Abandonemos este mundo cego;
grite ele quanto quiser, como uma coruja para inquietar os passarinhos do dia.
Sejamos firmes em nossos propósitos, invariáveis em nossas resoluções e a
constância mostrará que a nossa devoção é séria e sincera. Os cometas e os
planetas parecem ter o mesmo brilho; mas os cometas, que são corpos passageiros,
desaparecem em breve, ao passo que os planetas brilham continuamente.
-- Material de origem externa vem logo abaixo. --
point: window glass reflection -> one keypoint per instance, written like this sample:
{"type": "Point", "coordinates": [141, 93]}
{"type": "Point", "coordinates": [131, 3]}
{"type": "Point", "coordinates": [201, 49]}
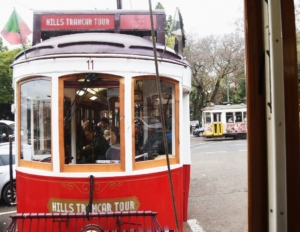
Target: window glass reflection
{"type": "Point", "coordinates": [92, 120]}
{"type": "Point", "coordinates": [36, 120]}
{"type": "Point", "coordinates": [149, 141]}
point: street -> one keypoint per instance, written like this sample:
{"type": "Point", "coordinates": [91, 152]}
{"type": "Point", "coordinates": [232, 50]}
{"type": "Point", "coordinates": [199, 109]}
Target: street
{"type": "Point", "coordinates": [218, 188]}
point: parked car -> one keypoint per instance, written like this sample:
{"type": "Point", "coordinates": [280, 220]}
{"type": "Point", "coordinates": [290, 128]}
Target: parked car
{"type": "Point", "coordinates": [5, 189]}
{"type": "Point", "coordinates": [7, 128]}
{"type": "Point", "coordinates": [198, 131]}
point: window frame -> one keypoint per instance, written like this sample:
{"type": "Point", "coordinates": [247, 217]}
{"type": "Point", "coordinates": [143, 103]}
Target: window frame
{"type": "Point", "coordinates": [161, 162]}
{"type": "Point", "coordinates": [31, 163]}
{"type": "Point", "coordinates": [91, 167]}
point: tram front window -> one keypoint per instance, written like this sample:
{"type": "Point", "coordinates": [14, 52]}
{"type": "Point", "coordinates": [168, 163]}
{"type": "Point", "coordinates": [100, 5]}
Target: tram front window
{"type": "Point", "coordinates": [148, 134]}
{"type": "Point", "coordinates": [35, 99]}
{"type": "Point", "coordinates": [92, 119]}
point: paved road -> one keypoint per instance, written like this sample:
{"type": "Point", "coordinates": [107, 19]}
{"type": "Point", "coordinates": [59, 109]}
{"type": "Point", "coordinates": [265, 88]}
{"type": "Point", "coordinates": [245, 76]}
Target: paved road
{"type": "Point", "coordinates": [218, 189]}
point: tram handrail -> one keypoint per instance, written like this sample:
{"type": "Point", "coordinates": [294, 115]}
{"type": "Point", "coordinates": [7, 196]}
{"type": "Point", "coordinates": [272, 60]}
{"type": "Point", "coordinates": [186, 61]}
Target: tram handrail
{"type": "Point", "coordinates": [36, 219]}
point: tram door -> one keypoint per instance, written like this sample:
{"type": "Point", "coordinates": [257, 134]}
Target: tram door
{"type": "Point", "coordinates": [217, 127]}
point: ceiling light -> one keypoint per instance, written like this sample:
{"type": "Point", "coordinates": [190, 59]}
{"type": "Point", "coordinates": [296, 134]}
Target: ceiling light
{"type": "Point", "coordinates": [80, 93]}
{"type": "Point", "coordinates": [91, 91]}
{"type": "Point", "coordinates": [93, 98]}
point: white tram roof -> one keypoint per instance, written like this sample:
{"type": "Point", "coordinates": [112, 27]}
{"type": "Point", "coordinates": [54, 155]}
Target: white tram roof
{"type": "Point", "coordinates": [98, 43]}
{"type": "Point", "coordinates": [225, 107]}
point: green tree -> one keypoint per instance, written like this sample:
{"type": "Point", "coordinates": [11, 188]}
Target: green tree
{"type": "Point", "coordinates": [170, 40]}
{"type": "Point", "coordinates": [6, 90]}
{"type": "Point", "coordinates": [2, 48]}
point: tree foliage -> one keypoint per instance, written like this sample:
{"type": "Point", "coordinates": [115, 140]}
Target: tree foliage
{"type": "Point", "coordinates": [6, 90]}
{"type": "Point", "coordinates": [217, 64]}
{"type": "Point", "coordinates": [2, 48]}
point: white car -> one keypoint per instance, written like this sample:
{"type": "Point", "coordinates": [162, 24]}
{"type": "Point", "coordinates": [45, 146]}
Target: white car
{"type": "Point", "coordinates": [5, 189]}
{"type": "Point", "coordinates": [7, 128]}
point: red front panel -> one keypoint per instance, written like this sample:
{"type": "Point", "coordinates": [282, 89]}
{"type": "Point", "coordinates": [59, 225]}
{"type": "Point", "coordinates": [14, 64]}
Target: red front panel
{"type": "Point", "coordinates": [38, 194]}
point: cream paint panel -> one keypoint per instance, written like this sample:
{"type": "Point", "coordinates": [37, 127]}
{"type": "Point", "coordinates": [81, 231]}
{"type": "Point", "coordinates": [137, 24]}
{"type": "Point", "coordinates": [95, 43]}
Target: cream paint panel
{"type": "Point", "coordinates": [60, 67]}
{"type": "Point", "coordinates": [113, 65]}
{"type": "Point", "coordinates": [127, 124]}
{"type": "Point", "coordinates": [55, 125]}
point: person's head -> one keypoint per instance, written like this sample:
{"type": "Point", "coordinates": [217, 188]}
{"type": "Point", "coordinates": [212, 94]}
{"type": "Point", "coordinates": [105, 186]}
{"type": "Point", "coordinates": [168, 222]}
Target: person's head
{"type": "Point", "coordinates": [88, 134]}
{"type": "Point", "coordinates": [104, 123]}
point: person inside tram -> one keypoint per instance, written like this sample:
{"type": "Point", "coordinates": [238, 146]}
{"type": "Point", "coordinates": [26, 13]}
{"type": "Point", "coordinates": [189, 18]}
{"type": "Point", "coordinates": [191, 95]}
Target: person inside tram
{"type": "Point", "coordinates": [97, 147]}
{"type": "Point", "coordinates": [238, 119]}
{"type": "Point", "coordinates": [106, 131]}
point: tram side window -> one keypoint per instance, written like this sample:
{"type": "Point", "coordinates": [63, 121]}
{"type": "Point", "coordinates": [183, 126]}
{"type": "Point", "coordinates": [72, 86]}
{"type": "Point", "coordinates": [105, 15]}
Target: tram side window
{"type": "Point", "coordinates": [92, 119]}
{"type": "Point", "coordinates": [238, 116]}
{"type": "Point", "coordinates": [148, 134]}
{"type": "Point", "coordinates": [207, 118]}
{"type": "Point", "coordinates": [229, 117]}
{"type": "Point", "coordinates": [35, 120]}
{"type": "Point", "coordinates": [217, 117]}
{"type": "Point", "coordinates": [245, 116]}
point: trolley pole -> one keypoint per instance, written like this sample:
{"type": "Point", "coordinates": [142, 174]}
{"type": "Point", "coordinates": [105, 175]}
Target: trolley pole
{"type": "Point", "coordinates": [11, 171]}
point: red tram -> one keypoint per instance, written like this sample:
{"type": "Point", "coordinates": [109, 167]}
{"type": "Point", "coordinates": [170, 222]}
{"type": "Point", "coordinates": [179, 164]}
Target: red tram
{"type": "Point", "coordinates": [90, 79]}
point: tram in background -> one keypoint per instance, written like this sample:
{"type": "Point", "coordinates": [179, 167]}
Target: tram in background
{"type": "Point", "coordinates": [83, 67]}
{"type": "Point", "coordinates": [228, 121]}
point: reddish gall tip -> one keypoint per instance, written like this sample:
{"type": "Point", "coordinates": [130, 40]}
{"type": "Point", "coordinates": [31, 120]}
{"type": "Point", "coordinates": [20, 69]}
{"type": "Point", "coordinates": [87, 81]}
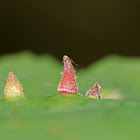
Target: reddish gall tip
{"type": "Point", "coordinates": [68, 83]}
{"type": "Point", "coordinates": [95, 92]}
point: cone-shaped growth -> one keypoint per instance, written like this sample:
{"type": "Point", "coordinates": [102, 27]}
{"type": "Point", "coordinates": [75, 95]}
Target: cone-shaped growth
{"type": "Point", "coordinates": [13, 87]}
{"type": "Point", "coordinates": [68, 83]}
{"type": "Point", "coordinates": [95, 92]}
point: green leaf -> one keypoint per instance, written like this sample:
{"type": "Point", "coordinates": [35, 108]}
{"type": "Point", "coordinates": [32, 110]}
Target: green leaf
{"type": "Point", "coordinates": [43, 114]}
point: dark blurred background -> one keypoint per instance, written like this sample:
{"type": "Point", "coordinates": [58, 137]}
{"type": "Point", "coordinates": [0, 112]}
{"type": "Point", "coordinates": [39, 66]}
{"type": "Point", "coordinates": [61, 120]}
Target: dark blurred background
{"type": "Point", "coordinates": [86, 30]}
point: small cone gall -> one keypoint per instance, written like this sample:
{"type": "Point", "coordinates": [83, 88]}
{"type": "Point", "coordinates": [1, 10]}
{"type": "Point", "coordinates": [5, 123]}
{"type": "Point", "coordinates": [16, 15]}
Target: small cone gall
{"type": "Point", "coordinates": [13, 87]}
{"type": "Point", "coordinates": [68, 83]}
{"type": "Point", "coordinates": [95, 92]}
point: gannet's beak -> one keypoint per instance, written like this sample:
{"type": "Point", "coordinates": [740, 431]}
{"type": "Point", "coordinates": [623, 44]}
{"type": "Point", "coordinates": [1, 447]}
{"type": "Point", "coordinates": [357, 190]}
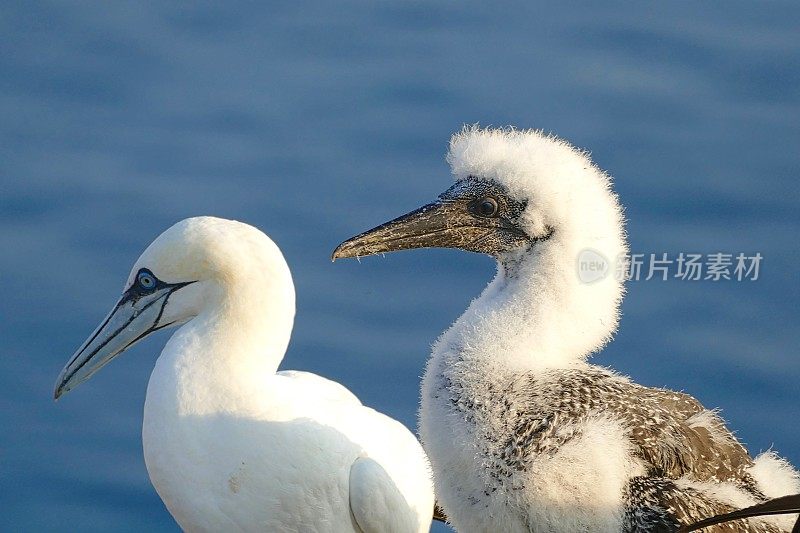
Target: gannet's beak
{"type": "Point", "coordinates": [441, 224]}
{"type": "Point", "coordinates": [135, 316]}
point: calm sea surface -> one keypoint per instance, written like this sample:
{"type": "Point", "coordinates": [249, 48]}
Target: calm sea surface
{"type": "Point", "coordinates": [314, 121]}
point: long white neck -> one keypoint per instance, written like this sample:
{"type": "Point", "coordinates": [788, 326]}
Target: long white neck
{"type": "Point", "coordinates": [536, 314]}
{"type": "Point", "coordinates": [221, 359]}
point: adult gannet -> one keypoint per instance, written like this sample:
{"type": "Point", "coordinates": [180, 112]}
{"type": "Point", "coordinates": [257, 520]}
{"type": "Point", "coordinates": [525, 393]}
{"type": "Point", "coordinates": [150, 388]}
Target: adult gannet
{"type": "Point", "coordinates": [522, 432]}
{"type": "Point", "coordinates": [230, 443]}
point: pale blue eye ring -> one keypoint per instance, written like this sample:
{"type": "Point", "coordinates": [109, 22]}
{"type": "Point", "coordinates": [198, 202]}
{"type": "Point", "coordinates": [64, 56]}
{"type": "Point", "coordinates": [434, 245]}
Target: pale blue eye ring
{"type": "Point", "coordinates": [146, 280]}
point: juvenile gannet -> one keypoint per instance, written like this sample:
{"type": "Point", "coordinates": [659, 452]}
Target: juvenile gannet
{"type": "Point", "coordinates": [230, 443]}
{"type": "Point", "coordinates": [522, 432]}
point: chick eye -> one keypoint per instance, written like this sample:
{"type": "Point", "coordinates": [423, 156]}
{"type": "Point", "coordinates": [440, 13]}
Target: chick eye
{"type": "Point", "coordinates": [485, 207]}
{"type": "Point", "coordinates": [146, 280]}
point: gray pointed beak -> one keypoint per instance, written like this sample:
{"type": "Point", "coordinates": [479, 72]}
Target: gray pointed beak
{"type": "Point", "coordinates": [134, 317]}
{"type": "Point", "coordinates": [441, 224]}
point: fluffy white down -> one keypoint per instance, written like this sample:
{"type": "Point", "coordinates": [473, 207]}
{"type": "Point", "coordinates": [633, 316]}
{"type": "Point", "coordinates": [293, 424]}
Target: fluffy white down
{"type": "Point", "coordinates": [535, 318]}
{"type": "Point", "coordinates": [233, 445]}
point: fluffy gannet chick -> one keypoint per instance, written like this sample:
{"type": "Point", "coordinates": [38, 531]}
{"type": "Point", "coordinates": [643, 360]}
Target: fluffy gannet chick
{"type": "Point", "coordinates": [522, 432]}
{"type": "Point", "coordinates": [230, 443]}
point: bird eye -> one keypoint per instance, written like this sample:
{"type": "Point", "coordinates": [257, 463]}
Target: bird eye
{"type": "Point", "coordinates": [485, 207]}
{"type": "Point", "coordinates": [146, 280]}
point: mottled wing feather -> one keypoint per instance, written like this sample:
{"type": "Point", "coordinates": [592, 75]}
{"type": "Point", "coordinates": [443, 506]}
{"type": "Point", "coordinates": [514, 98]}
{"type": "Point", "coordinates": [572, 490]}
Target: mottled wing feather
{"type": "Point", "coordinates": [671, 431]}
{"type": "Point", "coordinates": [658, 505]}
{"type": "Point", "coordinates": [678, 437]}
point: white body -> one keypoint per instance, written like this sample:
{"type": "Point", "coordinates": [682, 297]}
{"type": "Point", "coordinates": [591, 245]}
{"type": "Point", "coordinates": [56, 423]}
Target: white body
{"type": "Point", "coordinates": [230, 443]}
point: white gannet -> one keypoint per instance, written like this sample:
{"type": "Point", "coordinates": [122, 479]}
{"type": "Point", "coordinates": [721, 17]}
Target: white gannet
{"type": "Point", "coordinates": [522, 432]}
{"type": "Point", "coordinates": [230, 443]}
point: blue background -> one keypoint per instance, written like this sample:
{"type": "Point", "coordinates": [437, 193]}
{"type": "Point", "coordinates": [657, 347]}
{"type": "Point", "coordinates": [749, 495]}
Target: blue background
{"type": "Point", "coordinates": [314, 121]}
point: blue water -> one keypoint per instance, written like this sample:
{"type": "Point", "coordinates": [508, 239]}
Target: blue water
{"type": "Point", "coordinates": [314, 121]}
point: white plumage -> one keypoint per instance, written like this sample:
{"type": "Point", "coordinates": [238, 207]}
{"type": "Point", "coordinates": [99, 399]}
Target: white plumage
{"type": "Point", "coordinates": [230, 443]}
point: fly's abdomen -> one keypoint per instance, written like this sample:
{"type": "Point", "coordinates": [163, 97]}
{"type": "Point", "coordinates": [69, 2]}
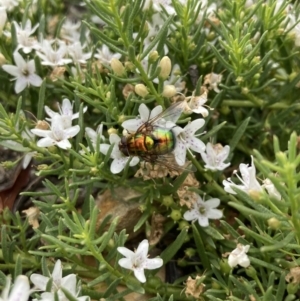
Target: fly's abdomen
{"type": "Point", "coordinates": [163, 141]}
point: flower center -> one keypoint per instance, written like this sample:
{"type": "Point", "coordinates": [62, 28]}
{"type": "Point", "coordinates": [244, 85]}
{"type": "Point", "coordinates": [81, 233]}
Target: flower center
{"type": "Point", "coordinates": [202, 210]}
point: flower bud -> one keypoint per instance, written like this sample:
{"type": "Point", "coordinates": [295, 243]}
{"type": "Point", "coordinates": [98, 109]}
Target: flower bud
{"type": "Point", "coordinates": [112, 131]}
{"type": "Point", "coordinates": [117, 67]}
{"type": "Point", "coordinates": [274, 223]}
{"type": "Point", "coordinates": [153, 56]}
{"type": "Point", "coordinates": [176, 215]}
{"type": "Point", "coordinates": [141, 90]}
{"type": "Point", "coordinates": [169, 91]}
{"type": "Point", "coordinates": [166, 66]}
{"type": "Point", "coordinates": [251, 272]}
{"type": "Point", "coordinates": [168, 201]}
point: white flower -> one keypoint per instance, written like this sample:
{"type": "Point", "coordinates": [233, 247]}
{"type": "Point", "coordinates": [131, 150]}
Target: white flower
{"type": "Point", "coordinates": [58, 282]}
{"type": "Point", "coordinates": [20, 291]}
{"type": "Point", "coordinates": [186, 139]}
{"type": "Point", "coordinates": [65, 112]}
{"type": "Point", "coordinates": [76, 52]}
{"type": "Point", "coordinates": [53, 57]}
{"type": "Point", "coordinates": [105, 56]}
{"type": "Point", "coordinates": [272, 191]}
{"type": "Point", "coordinates": [24, 73]}
{"type": "Point", "coordinates": [120, 160]}
{"type": "Point", "coordinates": [58, 135]}
{"type": "Point", "coordinates": [3, 18]}
{"type": "Point", "coordinates": [138, 261]}
{"type": "Point", "coordinates": [249, 182]}
{"type": "Point", "coordinates": [14, 145]}
{"type": "Point", "coordinates": [132, 125]}
{"type": "Point", "coordinates": [196, 104]}
{"type": "Point", "coordinates": [25, 42]}
{"type": "Point", "coordinates": [70, 30]}
{"type": "Point", "coordinates": [239, 257]}
{"type": "Point", "coordinates": [203, 211]}
{"type": "Point", "coordinates": [9, 4]}
{"type": "Point", "coordinates": [215, 155]}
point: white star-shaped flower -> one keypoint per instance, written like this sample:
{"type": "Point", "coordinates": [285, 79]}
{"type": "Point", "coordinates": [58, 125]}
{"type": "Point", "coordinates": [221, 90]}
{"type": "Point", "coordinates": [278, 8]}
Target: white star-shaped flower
{"type": "Point", "coordinates": [25, 42]}
{"type": "Point", "coordinates": [138, 261]}
{"type": "Point", "coordinates": [68, 283]}
{"type": "Point", "coordinates": [239, 256]}
{"type": "Point", "coordinates": [20, 291]}
{"type": "Point", "coordinates": [132, 125]}
{"type": "Point", "coordinates": [51, 56]}
{"type": "Point", "coordinates": [65, 112]}
{"type": "Point", "coordinates": [105, 56]}
{"type": "Point", "coordinates": [58, 135]}
{"type": "Point", "coordinates": [203, 211]}
{"type": "Point", "coordinates": [186, 139]}
{"type": "Point", "coordinates": [120, 160]}
{"type": "Point", "coordinates": [249, 182]}
{"type": "Point", "coordinates": [24, 73]}
{"type": "Point", "coordinates": [214, 156]}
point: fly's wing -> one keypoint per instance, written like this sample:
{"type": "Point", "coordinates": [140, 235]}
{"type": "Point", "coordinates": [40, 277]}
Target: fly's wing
{"type": "Point", "coordinates": [171, 114]}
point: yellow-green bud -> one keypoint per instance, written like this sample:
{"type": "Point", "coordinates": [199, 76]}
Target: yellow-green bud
{"type": "Point", "coordinates": [166, 67]}
{"type": "Point", "coordinates": [169, 91]}
{"type": "Point", "coordinates": [141, 90]}
{"type": "Point", "coordinates": [176, 215]}
{"type": "Point", "coordinates": [292, 288]}
{"type": "Point", "coordinates": [117, 67]}
{"type": "Point", "coordinates": [224, 266]}
{"type": "Point", "coordinates": [153, 56]}
{"type": "Point", "coordinates": [274, 223]}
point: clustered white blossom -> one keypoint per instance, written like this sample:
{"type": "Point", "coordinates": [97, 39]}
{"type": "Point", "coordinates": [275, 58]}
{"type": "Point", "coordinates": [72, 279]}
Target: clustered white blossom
{"type": "Point", "coordinates": [61, 129]}
{"type": "Point", "coordinates": [138, 261]}
{"type": "Point", "coordinates": [21, 288]}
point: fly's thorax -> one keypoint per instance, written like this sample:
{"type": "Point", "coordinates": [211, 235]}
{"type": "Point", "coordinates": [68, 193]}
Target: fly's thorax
{"type": "Point", "coordinates": [123, 145]}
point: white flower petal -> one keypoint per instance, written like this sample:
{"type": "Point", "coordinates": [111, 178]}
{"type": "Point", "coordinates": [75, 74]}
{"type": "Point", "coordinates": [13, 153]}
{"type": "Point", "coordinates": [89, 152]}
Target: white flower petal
{"type": "Point", "coordinates": [140, 275]}
{"type": "Point", "coordinates": [39, 281]}
{"type": "Point", "coordinates": [125, 252]}
{"type": "Point", "coordinates": [214, 214]}
{"type": "Point", "coordinates": [126, 263]}
{"type": "Point", "coordinates": [212, 203]}
{"type": "Point", "coordinates": [21, 289]}
{"type": "Point", "coordinates": [153, 263]}
{"type": "Point", "coordinates": [203, 221]}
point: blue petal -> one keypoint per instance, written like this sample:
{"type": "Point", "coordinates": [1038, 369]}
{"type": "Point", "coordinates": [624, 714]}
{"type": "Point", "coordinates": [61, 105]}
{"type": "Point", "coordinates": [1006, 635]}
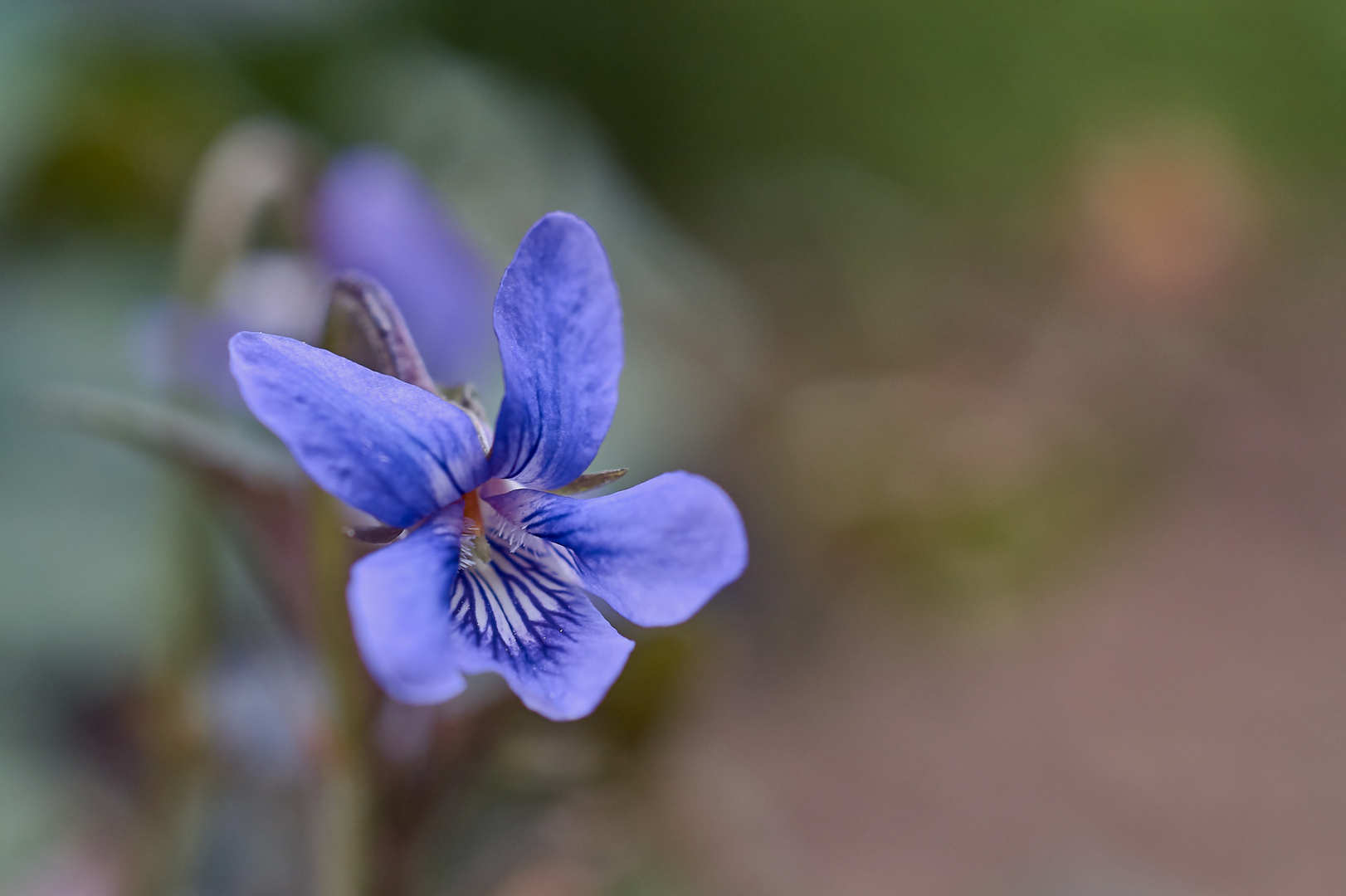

Do mesmo
modo muito se parece a hipocrisia com a virtude sólida e só se distingue porque
aquela não tem constância e se dissipa como a fumaça, ao passo que esta é firme
e constante.
Demais, para assegurar os começos
de nossa devoção, é muito bom sofrer desprezos e censuras injustas por sua
causa; deste modo nós nos premunimos contra a vaidade e o orgulho, que são como
as parteiras do Egito, às quais o infernal Faraó mandou matar os filhos varões
dos judeus no mesmo dia de seu nascimento. Enfim, nós estamos crucificados para
o mundo e o mundo deve ser crucificado para nós. Ele nos toma por loucos;
consideremo-lo como um insensato.
São Francisco de Sales. Filoteia: Introdução à Vida Devota.
Petrópolis: Vozes, 2008. Ps. 363-367.